Now Grime’s voice was on the Sprout’s speakerphone. The volume was too high and the words got so distorted that Lizzie couldn’t even make out his accent.

II (P) vii:
Laars tried to do some work for about ten minutes and then decided that the day was shot. He was too restless. He was happy about his repaired tooth. The loss of the mouth guard was liberating. He rewarded his good mood by going online and buying three hundred dollars’ worth of assorted gear, and bidding another four hundred on more things he didn’t have space for in his apartment.

I totally suck,
he said. He took himself down a few pegs on the Ernie scale and canceled all the orders. He hoped he would be outbid on eBay, except maybe on the vintage tracksuit.

As the afternoon dragged on, Laars craved contact, gossip, pointless chat. Wasn’t that the one good thing about being in an office? The human connection. It almost always beat being alone, except when everyone got so negative that you wished they would just shut up, which lately turned out to be most of the time.

There wasn’t anyone for Laars to talk to at the moment. Jonah was nowhere to be found.
Jonah! With HABAW!
Who knew his beard was so attractive? Laars was seriously impressed. He rubbed his chin and mulled over his own beard potential.

He kept walking through the silent office. He didn’t like hearing his footsteps echo.

Lizzie sat at her desk with the phone clamped to her ear, nodding but not saying anything. Crease was deep in slumber.

Laars went to find Pru.

At her cubicle, the Unnameable was making neat piles. There was a blue dumpsterette, half full. A broom and dustpan.

What’s going on?
Laars asked, forgetting the man’s muteness.

Pru’s computer was on but the screen was blank—no words, no icons, just a field of gray. A plastic postal-service bin the color of skim milk held a stack of files. An abandoned knitting project had been tossed ignominiously on the trash heap: a glove, brown yarn with a touch of sky blue. Laars noticed that Pru had accidentally knit only three fingers.

Pru,
he said to the Unnameable.
The girl who sits here—

The Unnameable stopped sweeping and shook his head slowly. He slid his thick hand over his heart, and Laars could see, for the first time, that the Unnameable lacked a finger.

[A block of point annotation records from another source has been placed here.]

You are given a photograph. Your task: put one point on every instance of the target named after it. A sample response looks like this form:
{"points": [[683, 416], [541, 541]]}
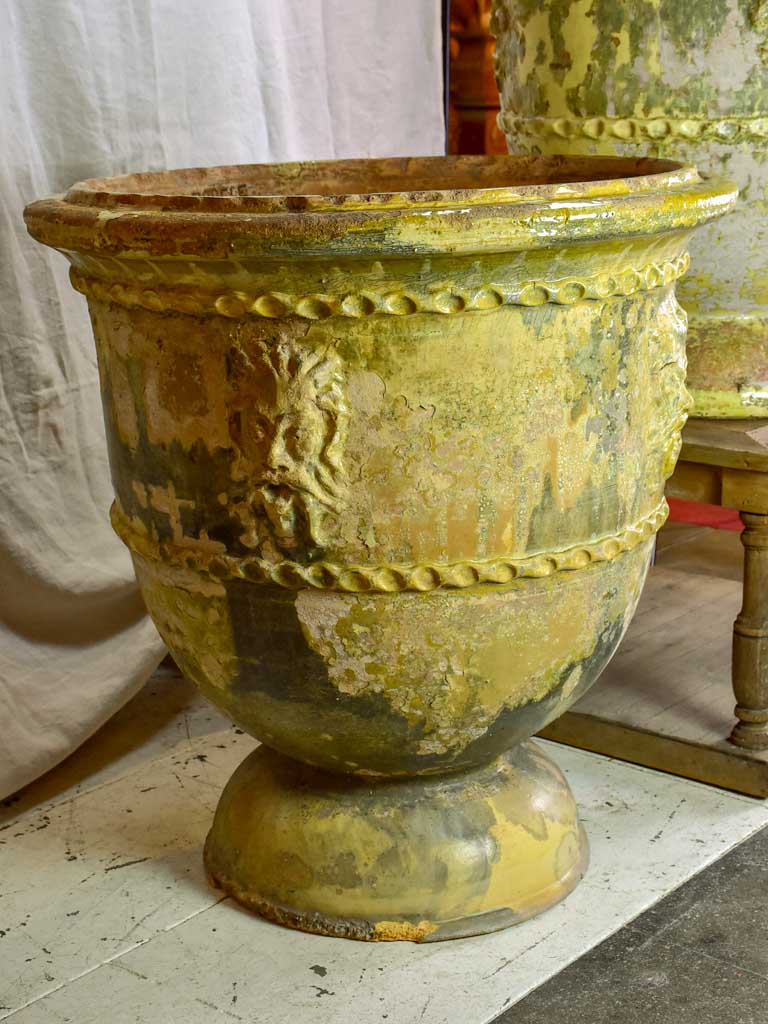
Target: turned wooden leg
{"points": [[751, 639]]}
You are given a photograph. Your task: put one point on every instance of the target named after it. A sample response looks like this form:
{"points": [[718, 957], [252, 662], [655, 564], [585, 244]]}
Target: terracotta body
{"points": [[687, 81], [390, 465]]}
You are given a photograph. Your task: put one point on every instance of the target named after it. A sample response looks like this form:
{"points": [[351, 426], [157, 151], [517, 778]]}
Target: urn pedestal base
{"points": [[427, 858]]}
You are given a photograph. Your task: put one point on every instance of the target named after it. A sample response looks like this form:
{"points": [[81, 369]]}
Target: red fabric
{"points": [[698, 514]]}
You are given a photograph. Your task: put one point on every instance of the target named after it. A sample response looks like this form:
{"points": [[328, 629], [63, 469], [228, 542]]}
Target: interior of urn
{"points": [[361, 177]]}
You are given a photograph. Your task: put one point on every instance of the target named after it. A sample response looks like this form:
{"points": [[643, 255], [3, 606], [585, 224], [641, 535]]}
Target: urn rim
{"points": [[392, 206]]}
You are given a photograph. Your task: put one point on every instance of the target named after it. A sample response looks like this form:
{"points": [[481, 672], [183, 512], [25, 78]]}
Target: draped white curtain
{"points": [[93, 87]]}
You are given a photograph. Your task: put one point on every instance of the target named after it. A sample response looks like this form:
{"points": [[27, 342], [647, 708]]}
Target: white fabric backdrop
{"points": [[92, 87]]}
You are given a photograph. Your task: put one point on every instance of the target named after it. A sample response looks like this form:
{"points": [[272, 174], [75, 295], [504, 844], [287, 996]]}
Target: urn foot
{"points": [[426, 858]]}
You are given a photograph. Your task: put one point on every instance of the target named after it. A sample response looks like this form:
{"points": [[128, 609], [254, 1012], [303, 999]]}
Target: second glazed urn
{"points": [[679, 79]]}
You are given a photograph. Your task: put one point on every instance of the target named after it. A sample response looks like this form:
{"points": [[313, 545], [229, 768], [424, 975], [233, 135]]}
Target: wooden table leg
{"points": [[751, 639]]}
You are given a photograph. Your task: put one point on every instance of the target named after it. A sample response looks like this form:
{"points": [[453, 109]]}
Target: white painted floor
{"points": [[105, 916]]}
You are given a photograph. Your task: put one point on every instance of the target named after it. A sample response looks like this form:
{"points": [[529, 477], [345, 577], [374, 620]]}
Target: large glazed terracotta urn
{"points": [[679, 79], [389, 441]]}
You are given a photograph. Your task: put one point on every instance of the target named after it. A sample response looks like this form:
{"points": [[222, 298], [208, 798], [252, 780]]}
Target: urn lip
{"points": [[394, 206]]}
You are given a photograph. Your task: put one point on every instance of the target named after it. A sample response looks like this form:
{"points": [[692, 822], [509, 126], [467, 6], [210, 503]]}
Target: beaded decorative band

The Unnameable made an erasure movement across his mouth, to mark that what followed was secret information. Then he pointed to the end of the corridor. A light burned in the distance. Laars started walking, winding through the labyrinth at the center of which Grime resided.

II (P) viii:
Later Laars called Lizzie on her cell.
I don’t even understand what just happened,
he said.
I think Grime fired Pru.

II (Q)–II (Z): DELETED

< III >

REVERT TO SAVED

FROM: [email protected]

TO: [email protected]

RE: DEAR PRUNE

The following message was received by mailer-daemon at 21:11 on Fri May 19 and could not be delivered because no username “Prune” exists.

Tip: Check the address. Make sure you meant “jobmilla.com.”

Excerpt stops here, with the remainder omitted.